Wednesday, August 1, 2012

Fare thee well, Oh Canada



While writing this piece for Canada Day ( July 1st) based on an experience in the Coral Sea, I was also aware that the Sea itself had become my country too; I had become part of this Landscape/Seascape during the often far too exciting crossing of the Pacific. I recently found a quote from the French sailor Bernard Moitessier that expressed this very well.

“I am a citizen of the most beautiful nation on earth. A nation whose laws are harsh yet simple, a nation that never cheats,which is immense and without borders, Where life is lived in the present. In this limitless nation, this nation of wind, light, and peace, there is no other ruler besides the sea.”




Fare thee well oh Canada.

We are four hundred miles off the east coast of Australia, the wind is gusting to forty knots and our schooner is hove-to in chaotic seas. This is the forth day of this storm and we are more than ready to move on to the end of our eighteen month voyage across the Pacific from our home in the Gulf Islands of British Columbia. I sit on my night watch, wedged into the cockpit, listen to my daughter’s music on the headphones and watch our big traditional gaff-rigged schooner poke her bowsprit high into the dark sky, heel lee rail under and slide away from the punch of the next breaking wave. She has been performing this dangerous dance for what seems like forever and has never missed a beat. So far.

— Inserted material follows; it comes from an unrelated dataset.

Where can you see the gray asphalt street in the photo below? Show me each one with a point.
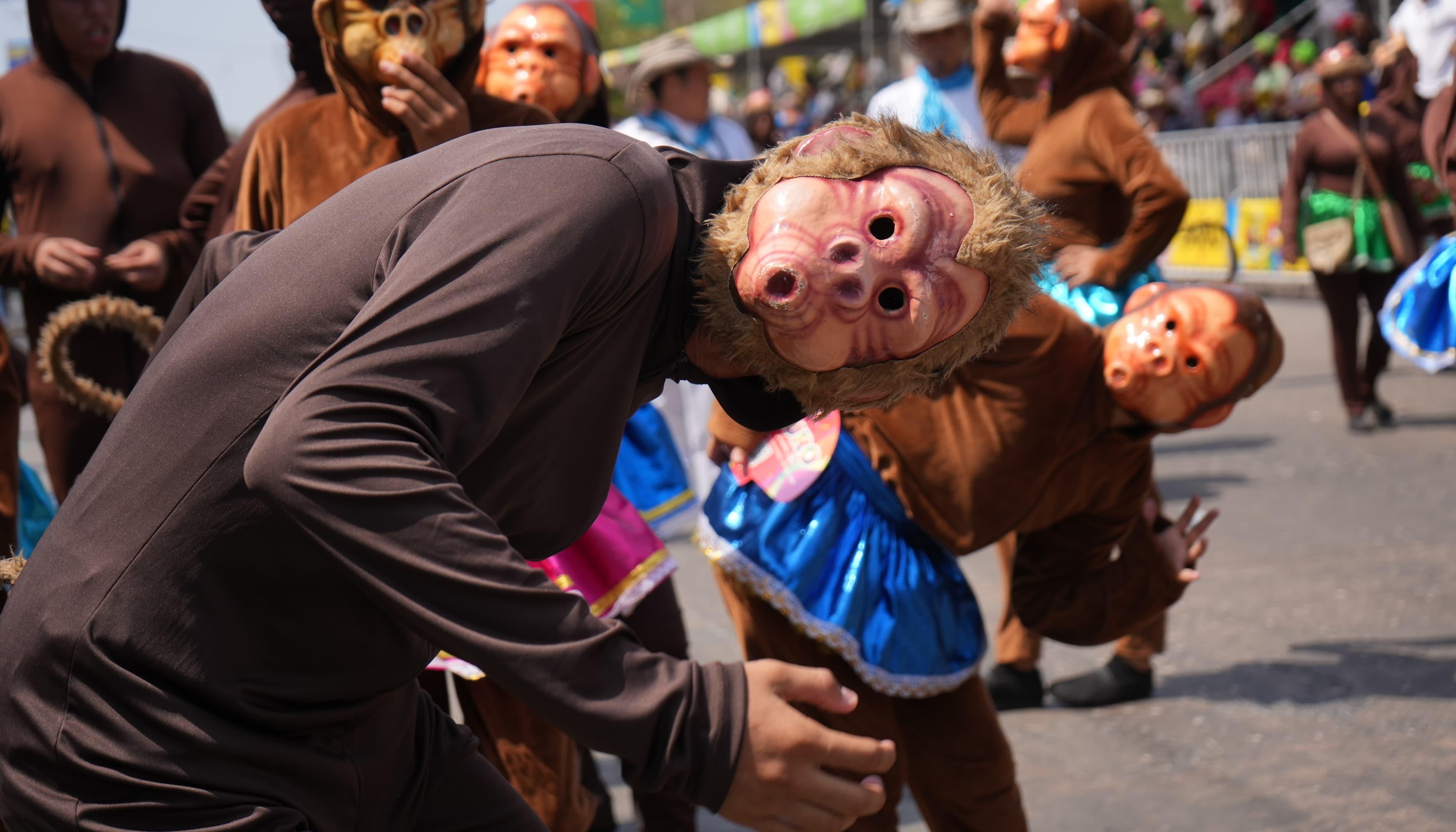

Perhaps it is the music that sets my mind to wandering, a collection of tunes about the 'Bluenose', the Myra River, about a boat like mine running before a gale in the Atlantic, but I begin to think what it really means to be Canadian. Those songs are from the other side of the continent from my home, but like most ex patriots I have a larger view of my country than I would have back home on my island. There I might feel that Toronto was on the far side of the moon and Halifax in another orbit altogether, but now ,hanging on til morning’s light, I am deeply touched by 'Farewell to Nova Scotia' singing in my ears. There are a lot of us living far from home these days. We use our computers to keep in touch, to pipe in CBC, that coast to coast to coast lifeline, but once when my wife and I were CUSO volunteers in South America we listened to Canada on short wave radio ( Daa da da daa), even picking up the broadcast to the north which had bounced around the earth to us teaching in the headwaters of the Amazon. We fitted into our host culture but needed more than ever to feel rooted in our homeland.

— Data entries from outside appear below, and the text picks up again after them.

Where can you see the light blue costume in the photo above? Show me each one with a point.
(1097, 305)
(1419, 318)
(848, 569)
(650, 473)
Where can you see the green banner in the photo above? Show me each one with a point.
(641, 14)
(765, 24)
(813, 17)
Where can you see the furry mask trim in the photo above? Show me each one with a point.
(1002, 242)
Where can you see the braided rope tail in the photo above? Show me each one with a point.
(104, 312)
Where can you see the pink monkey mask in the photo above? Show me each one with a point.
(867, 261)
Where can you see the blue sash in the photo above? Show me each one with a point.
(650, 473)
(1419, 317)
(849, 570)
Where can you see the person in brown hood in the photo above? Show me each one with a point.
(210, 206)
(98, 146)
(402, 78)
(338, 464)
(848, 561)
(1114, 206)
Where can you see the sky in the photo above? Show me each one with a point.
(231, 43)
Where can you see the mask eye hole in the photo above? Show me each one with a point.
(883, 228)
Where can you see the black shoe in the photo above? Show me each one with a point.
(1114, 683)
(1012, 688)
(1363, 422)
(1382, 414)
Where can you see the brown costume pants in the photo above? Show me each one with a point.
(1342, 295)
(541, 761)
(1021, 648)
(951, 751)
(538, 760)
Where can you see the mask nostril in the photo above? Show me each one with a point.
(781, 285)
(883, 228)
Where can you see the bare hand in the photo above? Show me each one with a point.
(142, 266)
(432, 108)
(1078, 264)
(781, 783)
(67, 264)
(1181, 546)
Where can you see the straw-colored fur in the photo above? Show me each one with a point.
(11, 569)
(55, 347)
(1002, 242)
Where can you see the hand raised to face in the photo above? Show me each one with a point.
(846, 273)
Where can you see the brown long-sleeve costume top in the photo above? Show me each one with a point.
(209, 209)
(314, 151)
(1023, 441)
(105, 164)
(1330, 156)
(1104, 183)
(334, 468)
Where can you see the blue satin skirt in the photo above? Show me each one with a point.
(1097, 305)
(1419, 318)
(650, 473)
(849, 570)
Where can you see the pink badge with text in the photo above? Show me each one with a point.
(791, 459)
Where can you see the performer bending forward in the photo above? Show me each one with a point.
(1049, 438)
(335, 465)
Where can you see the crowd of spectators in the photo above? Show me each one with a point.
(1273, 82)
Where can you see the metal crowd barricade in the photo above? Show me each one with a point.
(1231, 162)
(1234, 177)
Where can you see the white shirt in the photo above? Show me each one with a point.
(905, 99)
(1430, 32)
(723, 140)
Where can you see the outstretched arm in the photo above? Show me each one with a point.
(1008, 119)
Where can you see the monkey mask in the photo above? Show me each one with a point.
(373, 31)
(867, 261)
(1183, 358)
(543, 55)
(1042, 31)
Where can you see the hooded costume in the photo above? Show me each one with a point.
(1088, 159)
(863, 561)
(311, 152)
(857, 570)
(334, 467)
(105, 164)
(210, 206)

The wind direction has shifted at last, the storm-centre is sliding away towards New Zealand, and is rapidly building a wicked cross sea. The regular wave pattern is now broken and chopped and this presents a new challenge. Our schooner staggers, looses her stride, smacks her broad stern hard down on the back of a wave and then shrugs, finds a new furrow in the seascape and carries on. I think of all those nameless east-coast fishermen from the past who stood on deck in seas like these and watched carefully how their schooners swam among the waves. They thought about how they would improve the design of the next boat they would build, perhaps a little flatter curve to the turn of the bilge, a steeper run to the stern. Slowly the design evolved that is keeping my boat and my family safe from harm. ``Good old boat!``, I give the deck a pat just as a slosh of warm salt water trickles down my neck. I stand to check for shipping, catch the full roar of wind in rigging and the crash of the waves and then settle back to the music in my ears.


I am thinking about that country of mine far back around the curve of the earth: about those things we pretty much take for granted; our communities, our system of government, our social programs that reach out to support all of us, even those obvious things like the railways that were built for us by preceding generations. They were built by people like that nameless fisherman, like the creators of the music now playing in my ears. Step by step, piece by piece, like designing and building a boat, a lot of dedicated folk pouring out their lives to build a better country. A fair and generous community that we could be proud of, that could ride out storms and carry us and future generations safely home.


At last the moon breaks through the clouds and the wind is definitely easing. A few more difficult hours of bone shaking seas and by morning’s light we will hoist our sails again and resume our voyage westward.